その他にも、日系であれば川崎汽船が挙げられますが、モラーマースクなどの外資企業を狙うのも効果的です。
原料に関連するセクションを検討
ばら積み船は、穀物や鉱石を運搬することから、それらの原料に関連するセクションを検討するのもおすすめといえます。
ただし、末端のプロセスへ向かうほど経済効果が表れるスピードが遅れるため、できれば起点となる商社関連に絞ってみてください。ただし、慣れないうちはどこも同じに見えて、あまり関連性がない領域の専門商社株を購入してしまうかもしれません。
そのため、せっかくの機会を無駄にしないためにも、原料を扱っている総合商社などを探してみましょう。
バルチック海運指数の見方
バルチック海運指数は、無料サイトで誰でも確認できるため、自身が普段から利用しているベンダーの中から検討すると良いでしょう。
たとえば、世界経済の情報を発信している「Bloomberg」では、次のようにシンプルな指数とチャートを提供しており、初心者でも簡単に把握が可能です。
参照:bloombarg
2022年6月現在の指数は2633となるため、基準値よりも高く、決して悪くない水準ということが分かりますね。前日比や年間のリターン、レンジなども掲載されているので、ぜひ活用してみてください。
バルチック海運指数の注意点
具体的な見方が理解できたところで、次はバルチック海運指数の注意点を解説します。
- 経済活発化とは関係なく上昇するケースがある
- 1つの材料だけで投資を判断しない
適切な知識を身に着けて、安全に利用してください。
経済活発化とは関係なく上昇するケースがある
バルチック海運指数は、運搬物の増加に伴う経済循環が観測できる一方、原油高によるコストの値上げで上昇するケースもあります。
したがって、指数だけを見て経済活発化と判断するのは、少し危険度が高いことから、必ず上昇した要因を探るようにしましょう。
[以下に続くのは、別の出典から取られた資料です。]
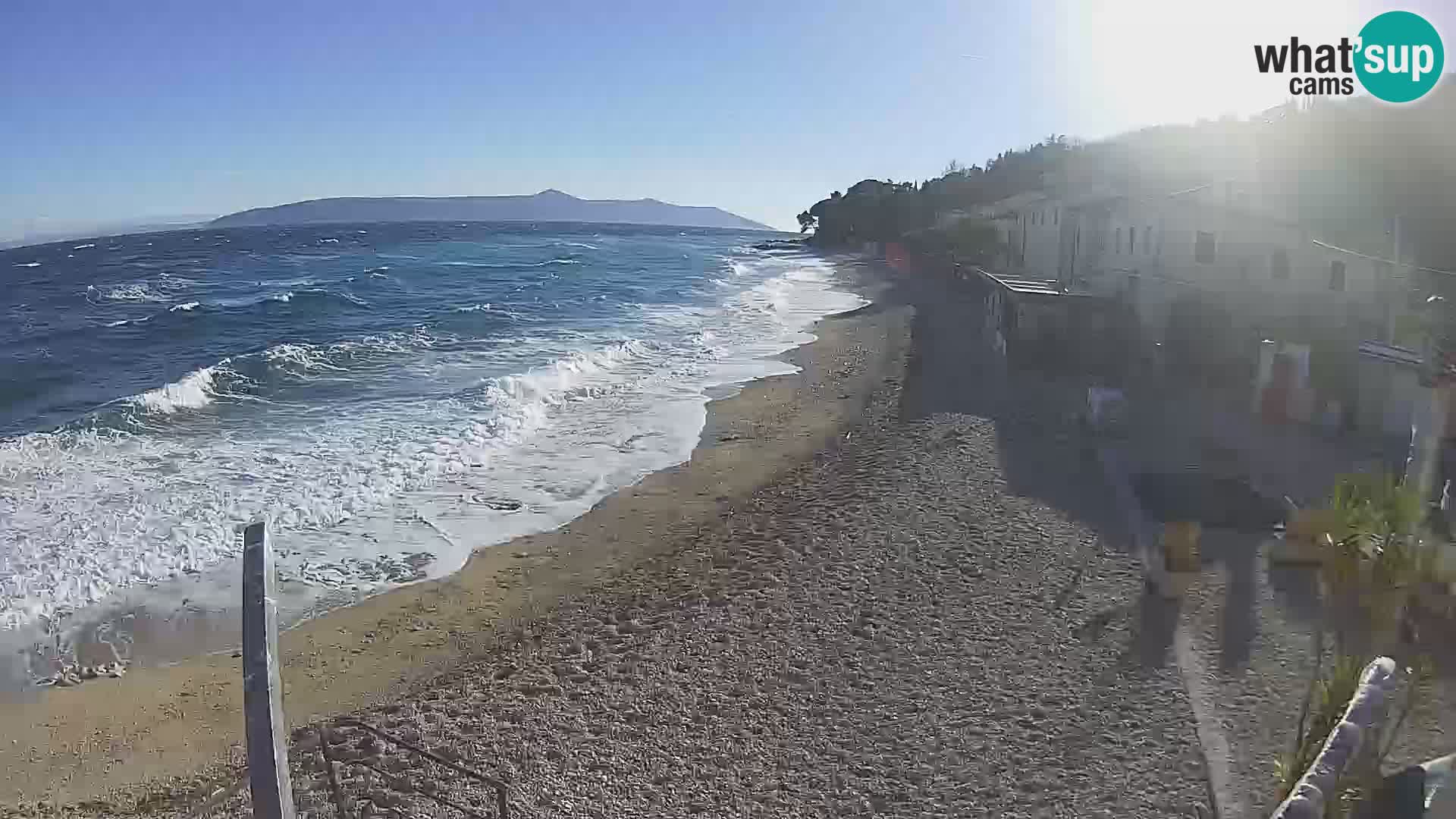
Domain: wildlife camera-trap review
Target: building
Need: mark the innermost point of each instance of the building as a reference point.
(1213, 280)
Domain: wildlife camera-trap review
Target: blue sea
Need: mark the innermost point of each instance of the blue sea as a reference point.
(388, 397)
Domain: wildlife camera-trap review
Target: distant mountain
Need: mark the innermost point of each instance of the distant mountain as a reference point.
(98, 229)
(546, 206)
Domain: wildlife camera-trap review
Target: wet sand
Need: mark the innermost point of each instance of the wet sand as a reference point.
(880, 588)
(159, 726)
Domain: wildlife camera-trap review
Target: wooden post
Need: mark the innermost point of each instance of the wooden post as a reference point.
(262, 689)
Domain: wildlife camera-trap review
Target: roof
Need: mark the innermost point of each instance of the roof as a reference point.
(1031, 286)
(1329, 246)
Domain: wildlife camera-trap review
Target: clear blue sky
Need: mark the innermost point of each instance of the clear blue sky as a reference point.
(126, 110)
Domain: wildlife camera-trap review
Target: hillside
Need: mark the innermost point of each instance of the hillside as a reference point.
(546, 206)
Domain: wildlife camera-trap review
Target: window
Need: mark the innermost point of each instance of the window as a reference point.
(1203, 248)
(1279, 264)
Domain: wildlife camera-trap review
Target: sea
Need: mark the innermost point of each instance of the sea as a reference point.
(388, 398)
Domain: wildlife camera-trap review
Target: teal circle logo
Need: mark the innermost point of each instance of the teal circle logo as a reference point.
(1401, 57)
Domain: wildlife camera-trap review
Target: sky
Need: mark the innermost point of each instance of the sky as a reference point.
(152, 110)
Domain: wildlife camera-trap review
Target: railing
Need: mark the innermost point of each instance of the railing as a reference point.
(268, 776)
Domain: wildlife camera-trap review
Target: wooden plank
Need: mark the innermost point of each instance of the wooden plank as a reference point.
(262, 689)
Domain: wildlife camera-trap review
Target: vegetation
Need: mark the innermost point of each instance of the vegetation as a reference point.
(1373, 558)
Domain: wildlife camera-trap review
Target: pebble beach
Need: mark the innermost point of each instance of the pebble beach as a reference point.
(854, 601)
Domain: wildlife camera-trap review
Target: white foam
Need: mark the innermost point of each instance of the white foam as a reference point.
(89, 513)
(191, 391)
(137, 292)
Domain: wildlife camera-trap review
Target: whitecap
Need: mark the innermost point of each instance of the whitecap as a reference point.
(191, 391)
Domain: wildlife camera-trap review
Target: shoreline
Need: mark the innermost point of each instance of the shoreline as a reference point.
(184, 720)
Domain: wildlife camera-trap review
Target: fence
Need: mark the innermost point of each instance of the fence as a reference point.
(268, 776)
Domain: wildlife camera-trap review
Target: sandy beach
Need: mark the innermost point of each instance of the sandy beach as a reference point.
(875, 589)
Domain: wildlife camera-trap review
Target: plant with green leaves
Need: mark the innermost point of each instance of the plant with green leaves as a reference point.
(1375, 554)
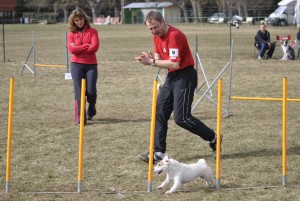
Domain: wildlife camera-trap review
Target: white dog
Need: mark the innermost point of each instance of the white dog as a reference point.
(182, 173)
(288, 51)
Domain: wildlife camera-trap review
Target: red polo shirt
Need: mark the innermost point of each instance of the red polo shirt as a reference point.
(174, 47)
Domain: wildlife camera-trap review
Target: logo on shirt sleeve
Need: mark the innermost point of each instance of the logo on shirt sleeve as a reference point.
(173, 53)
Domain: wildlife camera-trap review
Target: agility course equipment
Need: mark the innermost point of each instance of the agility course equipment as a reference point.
(210, 85)
(284, 100)
(9, 135)
(152, 134)
(35, 64)
(9, 132)
(81, 135)
(218, 154)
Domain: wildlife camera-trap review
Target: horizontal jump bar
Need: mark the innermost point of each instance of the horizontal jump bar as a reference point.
(50, 65)
(263, 99)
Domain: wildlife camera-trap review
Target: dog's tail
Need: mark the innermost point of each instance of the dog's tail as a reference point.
(202, 161)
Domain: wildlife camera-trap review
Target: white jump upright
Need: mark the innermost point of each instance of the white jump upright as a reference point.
(210, 85)
(35, 64)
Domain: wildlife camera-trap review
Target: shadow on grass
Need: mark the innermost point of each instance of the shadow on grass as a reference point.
(262, 153)
(257, 153)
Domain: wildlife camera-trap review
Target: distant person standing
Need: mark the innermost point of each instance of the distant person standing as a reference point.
(263, 41)
(83, 43)
(172, 52)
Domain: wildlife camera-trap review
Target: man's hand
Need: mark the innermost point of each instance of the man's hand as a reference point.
(145, 58)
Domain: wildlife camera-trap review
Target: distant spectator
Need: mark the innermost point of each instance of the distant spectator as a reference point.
(263, 44)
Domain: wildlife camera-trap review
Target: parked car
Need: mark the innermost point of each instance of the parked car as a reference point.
(217, 18)
(284, 14)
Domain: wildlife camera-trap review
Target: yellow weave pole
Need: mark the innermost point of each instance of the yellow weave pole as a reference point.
(219, 115)
(81, 136)
(9, 132)
(284, 112)
(152, 134)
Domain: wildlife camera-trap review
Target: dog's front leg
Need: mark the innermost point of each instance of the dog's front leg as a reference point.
(164, 183)
(177, 183)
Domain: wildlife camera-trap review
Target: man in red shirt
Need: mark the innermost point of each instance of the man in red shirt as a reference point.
(172, 52)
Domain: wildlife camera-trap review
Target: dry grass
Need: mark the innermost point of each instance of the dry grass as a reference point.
(45, 140)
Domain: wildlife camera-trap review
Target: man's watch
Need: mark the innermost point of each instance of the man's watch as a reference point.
(153, 63)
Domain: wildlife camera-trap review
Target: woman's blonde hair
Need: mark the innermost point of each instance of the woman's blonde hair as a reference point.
(78, 12)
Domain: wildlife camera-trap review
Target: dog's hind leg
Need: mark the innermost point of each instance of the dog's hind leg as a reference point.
(176, 184)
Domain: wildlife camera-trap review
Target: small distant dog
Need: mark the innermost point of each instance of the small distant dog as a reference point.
(288, 51)
(182, 173)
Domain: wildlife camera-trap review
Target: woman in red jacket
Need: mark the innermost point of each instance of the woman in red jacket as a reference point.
(83, 43)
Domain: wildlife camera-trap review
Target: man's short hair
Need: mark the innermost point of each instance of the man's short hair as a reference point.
(154, 15)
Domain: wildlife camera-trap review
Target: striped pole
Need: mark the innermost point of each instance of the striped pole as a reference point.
(219, 114)
(284, 111)
(152, 134)
(9, 133)
(81, 136)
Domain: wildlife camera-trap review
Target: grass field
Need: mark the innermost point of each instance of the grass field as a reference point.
(44, 163)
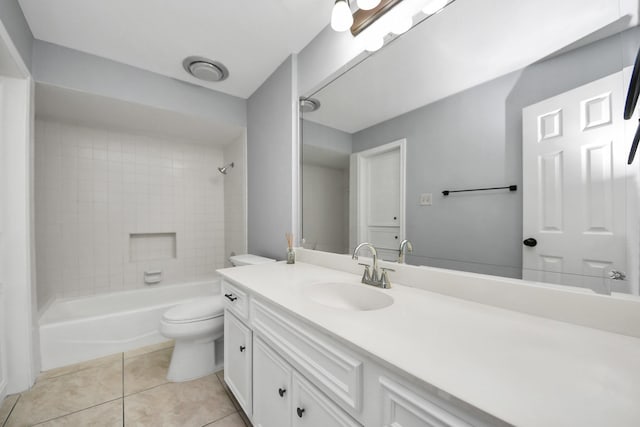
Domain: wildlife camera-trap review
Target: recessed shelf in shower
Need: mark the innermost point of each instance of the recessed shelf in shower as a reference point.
(152, 246)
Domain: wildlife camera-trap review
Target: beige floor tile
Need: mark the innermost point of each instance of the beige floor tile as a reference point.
(226, 389)
(52, 373)
(191, 403)
(69, 393)
(106, 415)
(148, 349)
(233, 420)
(146, 371)
(7, 407)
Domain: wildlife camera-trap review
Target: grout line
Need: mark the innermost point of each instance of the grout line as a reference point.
(221, 418)
(75, 412)
(122, 389)
(4, 423)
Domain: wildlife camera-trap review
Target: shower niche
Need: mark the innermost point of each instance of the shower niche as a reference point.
(127, 194)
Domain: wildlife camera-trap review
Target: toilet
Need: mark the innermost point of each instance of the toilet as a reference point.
(195, 326)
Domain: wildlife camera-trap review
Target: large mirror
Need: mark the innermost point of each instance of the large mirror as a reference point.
(519, 95)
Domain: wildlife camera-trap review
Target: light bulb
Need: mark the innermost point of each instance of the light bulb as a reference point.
(341, 18)
(434, 6)
(401, 25)
(367, 4)
(373, 44)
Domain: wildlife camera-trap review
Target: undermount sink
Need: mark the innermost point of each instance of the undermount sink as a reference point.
(348, 296)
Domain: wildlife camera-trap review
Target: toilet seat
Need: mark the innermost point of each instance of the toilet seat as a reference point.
(195, 311)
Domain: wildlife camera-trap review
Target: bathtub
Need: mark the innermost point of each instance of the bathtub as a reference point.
(74, 330)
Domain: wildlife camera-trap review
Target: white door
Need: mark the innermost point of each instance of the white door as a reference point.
(574, 163)
(271, 386)
(380, 195)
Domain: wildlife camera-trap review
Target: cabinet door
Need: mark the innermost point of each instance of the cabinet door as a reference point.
(271, 386)
(237, 359)
(311, 408)
(402, 407)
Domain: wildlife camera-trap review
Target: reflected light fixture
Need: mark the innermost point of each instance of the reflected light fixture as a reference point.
(434, 6)
(376, 19)
(341, 17)
(367, 4)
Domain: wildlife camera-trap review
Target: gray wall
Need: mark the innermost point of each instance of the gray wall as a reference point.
(72, 69)
(271, 157)
(474, 139)
(325, 137)
(14, 21)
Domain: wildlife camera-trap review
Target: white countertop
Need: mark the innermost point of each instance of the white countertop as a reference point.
(523, 369)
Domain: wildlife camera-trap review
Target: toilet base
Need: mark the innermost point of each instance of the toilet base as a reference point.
(193, 359)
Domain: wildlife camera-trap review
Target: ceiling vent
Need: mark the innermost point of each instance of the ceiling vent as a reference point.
(205, 69)
(308, 105)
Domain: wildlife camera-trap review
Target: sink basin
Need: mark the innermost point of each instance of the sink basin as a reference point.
(347, 296)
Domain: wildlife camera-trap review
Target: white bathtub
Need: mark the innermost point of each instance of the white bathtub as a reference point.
(74, 330)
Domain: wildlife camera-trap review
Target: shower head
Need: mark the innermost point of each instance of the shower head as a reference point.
(223, 169)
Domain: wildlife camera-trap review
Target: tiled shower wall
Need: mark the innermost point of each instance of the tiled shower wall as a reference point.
(235, 199)
(94, 188)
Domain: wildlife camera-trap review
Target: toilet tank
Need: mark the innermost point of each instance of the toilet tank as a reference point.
(248, 259)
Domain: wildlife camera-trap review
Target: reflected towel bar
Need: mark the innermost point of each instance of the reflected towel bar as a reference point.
(510, 187)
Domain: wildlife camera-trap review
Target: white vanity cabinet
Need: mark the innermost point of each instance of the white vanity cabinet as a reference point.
(286, 373)
(283, 398)
(238, 360)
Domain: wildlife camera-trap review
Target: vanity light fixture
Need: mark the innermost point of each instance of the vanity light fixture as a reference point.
(341, 17)
(384, 18)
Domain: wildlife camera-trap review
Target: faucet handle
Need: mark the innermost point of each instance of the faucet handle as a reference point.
(385, 283)
(366, 276)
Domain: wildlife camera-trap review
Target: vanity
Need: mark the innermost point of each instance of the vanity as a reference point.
(310, 345)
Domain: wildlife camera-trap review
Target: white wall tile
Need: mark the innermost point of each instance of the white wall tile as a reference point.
(95, 187)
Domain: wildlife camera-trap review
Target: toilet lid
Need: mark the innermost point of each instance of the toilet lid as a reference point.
(194, 311)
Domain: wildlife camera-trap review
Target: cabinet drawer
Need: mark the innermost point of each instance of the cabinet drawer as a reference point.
(334, 369)
(385, 237)
(312, 408)
(271, 386)
(237, 360)
(235, 300)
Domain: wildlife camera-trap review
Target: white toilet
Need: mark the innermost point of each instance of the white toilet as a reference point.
(195, 326)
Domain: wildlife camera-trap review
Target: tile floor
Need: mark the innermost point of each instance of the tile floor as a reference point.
(126, 389)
たとえば、商社株が好調になり、中国の貿易収支なども黒字になっていれば根拠が強まるので、あらかじめ目星をつけておくのもおすすめです。
1つの材料だけで投資を判断しない
バルチック海運指数は、世界経済の動向把握に有用な指標であるものの、やはり1つの材料だけでエントリーを決めるのは危険です。
たとえ海運関連の景気が上向いているとしても、個々の企業決算やテクニカル要因、金融政策といったポイントは必ず押さえるべきであり、総合的に判断しなければなりません。
まとめ
本記事では、世界経済の先行指標となるバルチック海運指数の基本や注意点、チャートの見方などを解説しました。
バルチック海運指数の知名度は決して高くないものの、外航ばら積み船の運賃を通して、経済動向を幅広く見通すことができます。
ただし、1つの材料だけで判断するのではなく、その他の要因も見極めながら活用していきましょう。